There were scarce any trees of this species in England till the year 1609, when by order of King James many hundred thousand young mulberry-trees were imported from France, and sent into the different counties, with a view to the feeding of silk-worms, and the encouragement of the silk manufacture. See Camdeni Annales ab anno 1603 ad annum 1628, published by Smith, quarto, 1691, p. 7; and Howe's Abridg ment of Stowe's Chronicle, edit. 1618, p. 503, where we have a more particular account of this transaction than in the larger work. A very few mulberry-trees had been planted before; for we are told, that in the preceding year a gentleman of Picardy, Monsieur Forest," kept greate store of English silk, worms at Greenwich, the which the king with great pleasure came often to see them worke; and of their silke he caused a piece of taffata to be made."

Shakspeare was perhaps the only inhabitant of Stratford, whose business called him annually to London; and probably on his return from thence in the spring of the year 1609, he planted this tree.

As a similar enthusiasm to that which with such diligence has sought after Virgil's tomb, may lead my countrymen to visit the spot where our great bard spent several years of his life, and died; it may gratify them to be told that the ground on which The New-Place once stood, is now a garden belonging to Mr. Charles Hunt, an eminent attorney, and town-clerk of Stratford. Every Englishman will, I am sure, concur with me in wishing that it may enjoy perpetual verdure and fertility: In this retreat our SHAKSPEARE'S godlike mind With matchless skill survey'd all human kind. Here may each sweet that blest Arabia knows, Flowers of all hue, and without thorn the rose, To latest time, their balmy odours fling, And nature here display eternal spring!

MALONE.

P. 12. the sharpness of the satire is said to have stung the man so severely, that he never forgave it.] I take this opportunity to avow my disbelief that Shakspeare was the author of Mr. Combe's Epitaph, or that it was written by any other person at the request of that gentleman.
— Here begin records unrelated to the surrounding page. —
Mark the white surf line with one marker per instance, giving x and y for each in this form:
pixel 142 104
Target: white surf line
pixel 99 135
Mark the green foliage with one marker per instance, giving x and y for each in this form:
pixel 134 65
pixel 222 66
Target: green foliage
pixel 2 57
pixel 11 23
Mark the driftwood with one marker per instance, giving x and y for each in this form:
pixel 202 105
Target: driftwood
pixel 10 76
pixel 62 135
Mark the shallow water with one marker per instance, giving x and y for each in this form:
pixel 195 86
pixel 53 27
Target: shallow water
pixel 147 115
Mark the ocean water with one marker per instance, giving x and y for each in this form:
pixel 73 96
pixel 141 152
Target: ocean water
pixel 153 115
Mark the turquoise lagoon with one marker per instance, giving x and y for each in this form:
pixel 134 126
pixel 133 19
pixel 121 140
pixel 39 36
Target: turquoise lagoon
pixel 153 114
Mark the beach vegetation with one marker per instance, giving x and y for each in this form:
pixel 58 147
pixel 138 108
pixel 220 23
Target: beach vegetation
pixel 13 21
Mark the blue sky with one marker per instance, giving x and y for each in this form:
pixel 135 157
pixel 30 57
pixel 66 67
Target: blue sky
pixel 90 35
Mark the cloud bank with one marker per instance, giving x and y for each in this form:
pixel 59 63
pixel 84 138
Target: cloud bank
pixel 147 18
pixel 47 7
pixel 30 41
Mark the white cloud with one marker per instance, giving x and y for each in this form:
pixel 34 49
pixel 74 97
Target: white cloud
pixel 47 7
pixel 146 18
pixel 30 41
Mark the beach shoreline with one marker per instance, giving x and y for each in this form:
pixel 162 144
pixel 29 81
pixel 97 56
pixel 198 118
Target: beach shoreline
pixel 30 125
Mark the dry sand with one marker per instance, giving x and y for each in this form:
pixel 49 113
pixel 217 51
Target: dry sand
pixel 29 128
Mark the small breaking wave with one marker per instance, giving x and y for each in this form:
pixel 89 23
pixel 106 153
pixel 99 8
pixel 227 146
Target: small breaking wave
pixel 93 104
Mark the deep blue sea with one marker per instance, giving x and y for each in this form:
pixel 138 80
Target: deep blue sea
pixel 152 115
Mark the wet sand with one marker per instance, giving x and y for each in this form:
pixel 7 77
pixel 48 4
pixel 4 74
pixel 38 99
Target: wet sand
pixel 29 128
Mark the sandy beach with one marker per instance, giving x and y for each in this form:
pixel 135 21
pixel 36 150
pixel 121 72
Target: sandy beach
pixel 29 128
If Betterton the player did really visit Warwickshire for the sake of collecting anecdotes relative to our author, perhaps he was too easily satisfied with such as fell in his way, without making any rigid search into their authenticity.
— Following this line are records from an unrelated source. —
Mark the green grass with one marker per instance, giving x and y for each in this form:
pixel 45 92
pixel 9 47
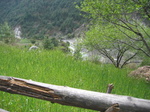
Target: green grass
pixel 55 67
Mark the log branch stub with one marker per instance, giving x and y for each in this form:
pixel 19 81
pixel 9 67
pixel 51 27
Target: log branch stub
pixel 113 108
pixel 71 96
pixel 109 88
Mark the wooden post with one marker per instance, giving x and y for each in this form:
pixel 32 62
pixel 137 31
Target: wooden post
pixel 71 96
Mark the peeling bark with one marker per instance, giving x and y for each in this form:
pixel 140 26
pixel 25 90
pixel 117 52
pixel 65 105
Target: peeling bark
pixel 71 96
I may add, that a usurer's solicitude to know what would be reported of him when he was dead, is not a very probable circumstance; neither was Shakspeare of a disposition to compose an invective, at once so bitter and uncharitable, during a pleasant conversation among the common friends of himself and a gentleman, with whose family he lived in such friendship, that at his death he bequeathed his sword to Mr. Thomas Combe as a legacy. A miser's monument indeed, constructed during his life-time, might be regarded as a challenge to satire; and we cannot wonder that anonymous lampoons should have been affixed to the marble designed to convey the character of such a being to posterity.-I hope I may be excused for this attempt to vindicate Shakspeare from the imputation of having poisoned the hour of confidence and festivity, by producing the severest of all censures on one of his company. I am unwilling, in short, to think he could so wantonly and so publickly have expressed his doubts concerning the salvation of one of his fellow-creatures. STEEVENS.